How do you solve $ - \dfrac{1}{3}y - 6 = - 11$?

Answer 1

Hint: In this question we have to solve the equation for $y$, the given equation is a linear equation as the degree of the highest exponent of $y$ is equal to 1. To solve the equation first take all $y$ terms of the equation to one side and all constants of the equation to the other side and solve for the required $y$.

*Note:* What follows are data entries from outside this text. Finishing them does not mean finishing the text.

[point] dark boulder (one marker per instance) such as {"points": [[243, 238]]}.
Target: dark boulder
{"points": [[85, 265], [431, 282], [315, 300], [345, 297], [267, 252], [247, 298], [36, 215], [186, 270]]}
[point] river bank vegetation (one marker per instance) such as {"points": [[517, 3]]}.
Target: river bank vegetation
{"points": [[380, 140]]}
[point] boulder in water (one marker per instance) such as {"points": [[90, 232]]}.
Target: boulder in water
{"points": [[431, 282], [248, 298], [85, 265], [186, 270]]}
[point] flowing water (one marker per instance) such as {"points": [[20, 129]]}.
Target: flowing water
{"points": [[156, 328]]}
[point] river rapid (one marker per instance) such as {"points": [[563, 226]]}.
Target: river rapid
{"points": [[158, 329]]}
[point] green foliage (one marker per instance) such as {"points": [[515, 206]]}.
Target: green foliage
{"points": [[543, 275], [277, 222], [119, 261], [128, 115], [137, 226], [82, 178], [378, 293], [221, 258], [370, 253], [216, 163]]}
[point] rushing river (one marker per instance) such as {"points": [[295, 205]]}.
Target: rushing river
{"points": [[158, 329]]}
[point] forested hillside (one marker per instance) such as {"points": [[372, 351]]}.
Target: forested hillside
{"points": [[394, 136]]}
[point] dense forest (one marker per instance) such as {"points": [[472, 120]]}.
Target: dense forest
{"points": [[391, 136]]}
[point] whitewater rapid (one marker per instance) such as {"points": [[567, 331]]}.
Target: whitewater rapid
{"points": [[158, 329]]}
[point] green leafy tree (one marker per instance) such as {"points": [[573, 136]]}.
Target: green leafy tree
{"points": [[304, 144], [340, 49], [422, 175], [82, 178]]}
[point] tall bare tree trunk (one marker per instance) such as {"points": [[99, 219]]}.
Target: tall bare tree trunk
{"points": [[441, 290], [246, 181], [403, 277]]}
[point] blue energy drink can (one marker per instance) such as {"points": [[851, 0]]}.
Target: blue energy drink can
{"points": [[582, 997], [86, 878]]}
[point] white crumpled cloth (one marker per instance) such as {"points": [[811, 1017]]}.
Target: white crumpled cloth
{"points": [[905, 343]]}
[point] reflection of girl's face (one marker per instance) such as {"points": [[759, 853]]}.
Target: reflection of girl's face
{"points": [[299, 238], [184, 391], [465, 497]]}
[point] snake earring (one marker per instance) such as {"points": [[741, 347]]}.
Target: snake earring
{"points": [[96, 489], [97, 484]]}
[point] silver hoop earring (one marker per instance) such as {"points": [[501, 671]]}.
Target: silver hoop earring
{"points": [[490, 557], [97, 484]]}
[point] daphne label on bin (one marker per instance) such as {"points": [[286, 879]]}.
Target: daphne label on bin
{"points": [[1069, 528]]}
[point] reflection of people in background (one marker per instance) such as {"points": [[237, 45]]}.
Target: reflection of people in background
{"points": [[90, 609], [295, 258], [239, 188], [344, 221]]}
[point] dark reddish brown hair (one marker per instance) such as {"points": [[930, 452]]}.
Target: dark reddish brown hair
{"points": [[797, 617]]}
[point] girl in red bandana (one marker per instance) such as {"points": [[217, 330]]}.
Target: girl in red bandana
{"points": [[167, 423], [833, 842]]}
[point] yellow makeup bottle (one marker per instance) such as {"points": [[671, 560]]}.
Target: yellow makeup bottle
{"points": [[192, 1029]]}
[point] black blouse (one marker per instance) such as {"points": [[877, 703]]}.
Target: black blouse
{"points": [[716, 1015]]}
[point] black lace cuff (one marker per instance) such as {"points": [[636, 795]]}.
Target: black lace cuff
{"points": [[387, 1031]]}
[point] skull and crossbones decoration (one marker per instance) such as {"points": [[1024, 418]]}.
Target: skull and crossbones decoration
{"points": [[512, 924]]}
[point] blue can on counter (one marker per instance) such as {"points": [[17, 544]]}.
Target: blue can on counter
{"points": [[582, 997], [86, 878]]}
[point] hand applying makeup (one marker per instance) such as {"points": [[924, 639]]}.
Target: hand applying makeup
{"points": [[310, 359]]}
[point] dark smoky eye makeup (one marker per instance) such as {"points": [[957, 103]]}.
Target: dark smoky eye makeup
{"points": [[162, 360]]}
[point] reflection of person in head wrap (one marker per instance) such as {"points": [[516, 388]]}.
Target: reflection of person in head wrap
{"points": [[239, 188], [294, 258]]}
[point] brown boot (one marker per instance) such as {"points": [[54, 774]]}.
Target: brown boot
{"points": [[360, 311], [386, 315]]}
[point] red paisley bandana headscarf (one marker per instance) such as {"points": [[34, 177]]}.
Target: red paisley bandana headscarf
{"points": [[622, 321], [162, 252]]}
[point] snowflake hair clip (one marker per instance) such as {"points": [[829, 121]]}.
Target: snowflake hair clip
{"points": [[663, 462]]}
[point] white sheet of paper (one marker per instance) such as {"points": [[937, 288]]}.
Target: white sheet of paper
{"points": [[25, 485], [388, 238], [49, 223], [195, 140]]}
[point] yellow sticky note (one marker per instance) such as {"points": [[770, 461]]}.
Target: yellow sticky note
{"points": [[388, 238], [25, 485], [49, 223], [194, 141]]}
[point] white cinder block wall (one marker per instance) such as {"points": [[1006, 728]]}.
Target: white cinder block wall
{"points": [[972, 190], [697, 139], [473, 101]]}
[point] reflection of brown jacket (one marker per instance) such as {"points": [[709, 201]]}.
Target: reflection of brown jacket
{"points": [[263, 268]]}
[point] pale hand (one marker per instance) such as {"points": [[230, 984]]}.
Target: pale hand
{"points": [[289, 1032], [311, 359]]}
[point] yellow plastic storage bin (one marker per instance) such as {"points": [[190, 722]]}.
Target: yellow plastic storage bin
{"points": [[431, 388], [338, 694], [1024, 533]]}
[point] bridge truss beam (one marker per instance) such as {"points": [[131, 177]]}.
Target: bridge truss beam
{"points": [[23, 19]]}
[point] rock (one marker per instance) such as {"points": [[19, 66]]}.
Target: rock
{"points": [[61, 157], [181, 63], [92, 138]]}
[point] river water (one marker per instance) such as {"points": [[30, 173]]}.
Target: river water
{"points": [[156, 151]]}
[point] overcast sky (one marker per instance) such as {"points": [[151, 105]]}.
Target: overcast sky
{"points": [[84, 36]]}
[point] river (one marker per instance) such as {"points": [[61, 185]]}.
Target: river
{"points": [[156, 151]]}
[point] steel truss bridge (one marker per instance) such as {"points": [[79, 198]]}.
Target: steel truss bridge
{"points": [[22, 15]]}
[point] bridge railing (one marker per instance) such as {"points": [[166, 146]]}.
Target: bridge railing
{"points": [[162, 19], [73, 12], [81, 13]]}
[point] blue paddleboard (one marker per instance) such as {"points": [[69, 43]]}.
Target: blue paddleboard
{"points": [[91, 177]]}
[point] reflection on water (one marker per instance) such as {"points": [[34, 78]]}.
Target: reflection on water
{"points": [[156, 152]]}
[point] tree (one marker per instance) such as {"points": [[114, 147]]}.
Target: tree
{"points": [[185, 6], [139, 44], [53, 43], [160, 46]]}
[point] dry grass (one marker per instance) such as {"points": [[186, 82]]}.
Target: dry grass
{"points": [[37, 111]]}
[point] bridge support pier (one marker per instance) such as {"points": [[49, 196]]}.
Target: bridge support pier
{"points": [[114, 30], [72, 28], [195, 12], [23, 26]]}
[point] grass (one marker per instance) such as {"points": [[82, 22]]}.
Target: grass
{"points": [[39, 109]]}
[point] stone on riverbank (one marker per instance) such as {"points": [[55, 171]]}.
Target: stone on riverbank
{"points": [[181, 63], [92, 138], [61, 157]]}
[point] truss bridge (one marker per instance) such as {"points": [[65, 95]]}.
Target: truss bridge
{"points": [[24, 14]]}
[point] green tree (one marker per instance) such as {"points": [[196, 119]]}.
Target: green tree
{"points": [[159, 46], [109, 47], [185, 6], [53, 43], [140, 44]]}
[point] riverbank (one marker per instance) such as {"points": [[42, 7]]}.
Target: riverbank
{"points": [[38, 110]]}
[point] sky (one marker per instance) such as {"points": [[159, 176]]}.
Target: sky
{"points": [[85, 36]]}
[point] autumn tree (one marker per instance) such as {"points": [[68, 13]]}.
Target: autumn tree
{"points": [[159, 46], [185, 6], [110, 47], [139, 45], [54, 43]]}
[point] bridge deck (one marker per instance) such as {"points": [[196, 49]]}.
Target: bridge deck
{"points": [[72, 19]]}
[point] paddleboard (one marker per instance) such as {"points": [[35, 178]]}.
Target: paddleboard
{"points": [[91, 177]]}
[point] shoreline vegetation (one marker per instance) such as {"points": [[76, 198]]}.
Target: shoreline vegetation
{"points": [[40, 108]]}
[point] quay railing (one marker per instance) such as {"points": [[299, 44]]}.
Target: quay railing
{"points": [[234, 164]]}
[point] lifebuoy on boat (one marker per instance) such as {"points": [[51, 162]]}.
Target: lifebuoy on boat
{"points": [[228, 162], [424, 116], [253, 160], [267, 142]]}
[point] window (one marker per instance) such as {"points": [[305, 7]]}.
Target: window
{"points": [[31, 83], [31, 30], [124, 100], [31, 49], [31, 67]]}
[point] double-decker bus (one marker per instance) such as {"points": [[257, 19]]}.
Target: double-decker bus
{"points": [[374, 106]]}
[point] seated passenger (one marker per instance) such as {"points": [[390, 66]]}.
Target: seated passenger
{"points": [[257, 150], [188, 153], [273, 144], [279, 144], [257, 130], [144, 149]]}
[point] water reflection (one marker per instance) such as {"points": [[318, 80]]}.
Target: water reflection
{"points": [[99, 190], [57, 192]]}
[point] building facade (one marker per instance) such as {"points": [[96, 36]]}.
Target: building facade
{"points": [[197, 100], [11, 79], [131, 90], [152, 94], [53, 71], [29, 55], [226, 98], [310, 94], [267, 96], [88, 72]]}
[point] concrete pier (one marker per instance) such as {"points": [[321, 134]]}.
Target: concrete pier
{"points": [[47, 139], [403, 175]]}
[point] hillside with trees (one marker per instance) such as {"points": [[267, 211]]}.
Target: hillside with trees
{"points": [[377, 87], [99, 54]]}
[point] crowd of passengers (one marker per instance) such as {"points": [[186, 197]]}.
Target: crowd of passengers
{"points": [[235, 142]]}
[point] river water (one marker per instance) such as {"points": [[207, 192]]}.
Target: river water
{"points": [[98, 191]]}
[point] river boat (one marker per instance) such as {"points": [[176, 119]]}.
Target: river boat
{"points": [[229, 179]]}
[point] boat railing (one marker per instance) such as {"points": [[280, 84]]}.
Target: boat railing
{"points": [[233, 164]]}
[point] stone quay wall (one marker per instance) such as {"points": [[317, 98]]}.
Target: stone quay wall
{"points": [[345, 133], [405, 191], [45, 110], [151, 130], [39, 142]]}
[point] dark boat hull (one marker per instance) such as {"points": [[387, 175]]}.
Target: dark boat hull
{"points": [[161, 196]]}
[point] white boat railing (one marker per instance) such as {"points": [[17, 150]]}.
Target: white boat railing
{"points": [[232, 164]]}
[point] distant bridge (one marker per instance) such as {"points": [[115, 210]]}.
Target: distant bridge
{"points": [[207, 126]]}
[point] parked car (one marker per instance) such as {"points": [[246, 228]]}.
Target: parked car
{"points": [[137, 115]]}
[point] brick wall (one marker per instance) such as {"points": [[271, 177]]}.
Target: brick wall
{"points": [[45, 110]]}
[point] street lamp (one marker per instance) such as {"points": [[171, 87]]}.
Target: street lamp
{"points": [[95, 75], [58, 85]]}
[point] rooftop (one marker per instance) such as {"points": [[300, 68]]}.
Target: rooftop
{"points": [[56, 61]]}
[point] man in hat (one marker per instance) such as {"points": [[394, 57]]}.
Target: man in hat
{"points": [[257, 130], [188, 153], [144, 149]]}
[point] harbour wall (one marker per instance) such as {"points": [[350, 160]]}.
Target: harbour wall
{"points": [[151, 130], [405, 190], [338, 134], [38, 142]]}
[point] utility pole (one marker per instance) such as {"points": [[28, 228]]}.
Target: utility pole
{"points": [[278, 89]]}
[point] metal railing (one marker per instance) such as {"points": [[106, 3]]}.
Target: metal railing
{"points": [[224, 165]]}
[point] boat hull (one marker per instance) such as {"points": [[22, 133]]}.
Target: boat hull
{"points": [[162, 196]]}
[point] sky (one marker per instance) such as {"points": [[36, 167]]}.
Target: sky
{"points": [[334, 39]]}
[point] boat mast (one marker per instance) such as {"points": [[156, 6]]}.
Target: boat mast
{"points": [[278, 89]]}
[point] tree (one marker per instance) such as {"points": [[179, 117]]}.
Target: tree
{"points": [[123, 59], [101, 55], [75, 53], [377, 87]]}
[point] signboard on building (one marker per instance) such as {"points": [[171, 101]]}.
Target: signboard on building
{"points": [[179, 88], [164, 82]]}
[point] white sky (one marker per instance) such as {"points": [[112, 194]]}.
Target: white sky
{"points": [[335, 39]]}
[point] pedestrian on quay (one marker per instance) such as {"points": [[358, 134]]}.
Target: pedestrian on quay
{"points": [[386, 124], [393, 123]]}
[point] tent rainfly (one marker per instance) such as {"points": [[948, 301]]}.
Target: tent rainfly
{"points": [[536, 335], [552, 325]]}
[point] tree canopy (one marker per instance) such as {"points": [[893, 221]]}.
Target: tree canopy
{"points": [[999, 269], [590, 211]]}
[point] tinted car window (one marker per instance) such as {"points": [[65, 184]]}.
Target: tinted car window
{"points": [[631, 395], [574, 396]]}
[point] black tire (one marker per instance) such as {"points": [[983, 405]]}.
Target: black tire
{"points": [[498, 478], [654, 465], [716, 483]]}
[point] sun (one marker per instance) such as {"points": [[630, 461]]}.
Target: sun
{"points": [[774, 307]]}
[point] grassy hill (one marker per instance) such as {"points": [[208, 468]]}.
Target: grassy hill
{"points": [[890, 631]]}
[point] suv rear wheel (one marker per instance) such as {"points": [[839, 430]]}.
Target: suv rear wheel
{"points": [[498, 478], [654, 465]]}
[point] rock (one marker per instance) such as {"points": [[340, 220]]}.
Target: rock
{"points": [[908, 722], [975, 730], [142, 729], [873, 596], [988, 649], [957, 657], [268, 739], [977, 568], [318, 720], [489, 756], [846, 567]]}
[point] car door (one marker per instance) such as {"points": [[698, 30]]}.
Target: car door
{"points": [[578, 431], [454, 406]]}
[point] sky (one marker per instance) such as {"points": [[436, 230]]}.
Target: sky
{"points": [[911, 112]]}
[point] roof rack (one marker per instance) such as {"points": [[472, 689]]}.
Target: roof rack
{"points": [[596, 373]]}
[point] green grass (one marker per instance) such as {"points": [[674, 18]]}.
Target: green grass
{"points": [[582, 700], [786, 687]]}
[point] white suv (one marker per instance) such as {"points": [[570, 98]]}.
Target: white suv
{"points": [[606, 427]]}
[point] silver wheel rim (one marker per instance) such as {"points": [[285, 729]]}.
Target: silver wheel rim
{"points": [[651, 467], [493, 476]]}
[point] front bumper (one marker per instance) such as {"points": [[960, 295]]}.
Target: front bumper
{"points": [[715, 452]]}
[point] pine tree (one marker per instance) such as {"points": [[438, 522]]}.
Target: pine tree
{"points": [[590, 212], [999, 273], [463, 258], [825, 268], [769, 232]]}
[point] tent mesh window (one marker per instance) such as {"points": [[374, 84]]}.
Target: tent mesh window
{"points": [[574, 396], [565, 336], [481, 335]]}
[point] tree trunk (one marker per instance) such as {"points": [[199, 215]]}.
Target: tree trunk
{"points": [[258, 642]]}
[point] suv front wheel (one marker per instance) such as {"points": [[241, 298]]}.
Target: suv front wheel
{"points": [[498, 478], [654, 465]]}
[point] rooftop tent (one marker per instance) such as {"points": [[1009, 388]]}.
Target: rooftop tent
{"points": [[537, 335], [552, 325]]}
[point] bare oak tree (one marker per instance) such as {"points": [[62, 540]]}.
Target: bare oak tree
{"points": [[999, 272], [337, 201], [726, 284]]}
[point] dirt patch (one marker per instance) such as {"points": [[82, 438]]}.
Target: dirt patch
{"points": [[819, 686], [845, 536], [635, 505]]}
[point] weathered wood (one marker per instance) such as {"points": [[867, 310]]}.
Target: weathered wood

Complete step by step solution:
Given equation is $ - \dfrac{1}{3}y - 6 = - 11$, and we have to solve for $y$,
Now add 6 to both sides of the equation, we get,
$ \Rightarrow - \dfrac{1}{3}y - 6 + 6 = - 11 + 6$,
Now simplifying by eliminating the like terms, we get,
$ \Rightarrow - \dfrac{1}{3}y = - 5$,
Now multiply -3 to both sides of the equation we get,
$ \Rightarrow - \dfrac{1}{3}y \times - 3 = - 5 \times - 3$,
Now simplifying by multiplying we get,
$ \Rightarrow y = 15$,
So the value of $y$ will be $15$, i.e., when we substitute the value of $y$ in the equation $ - \dfrac{1}{3}y - 6 = - 11$, then right hand side of the equation will be equal to left hand side of the equation, we get,
$ \Rightarrow - \dfrac{1}{3}y - 6 = - 11$,
Now substitute $x = 15$, we get,
$ \Rightarrow - \dfrac{1}{3}\left( {15} \right) - 6 = - 11$,
Now multiplying, we get,
$ \Rightarrow - 5 - 6 = - 11$ ,
Further simplifying we get,
$ \Rightarrow - 11 = - 11$,
Therefore here R.H.S=L.H.S.
So, the value of $y$ is $15$.

$\therefore $ The value of $y$ when the equation $ - \dfrac{1}{3}y - 6 = - 11$ is solved will be equal to $15$.

Note: A linear equation is an equation of a straight line having a maximum of one variable. The degree of the variable will be equal to 1. To solve any equation in one variable, pit all the variable terms on the left hand side and all the numerical values on the right hand side to make the calculation solved easily.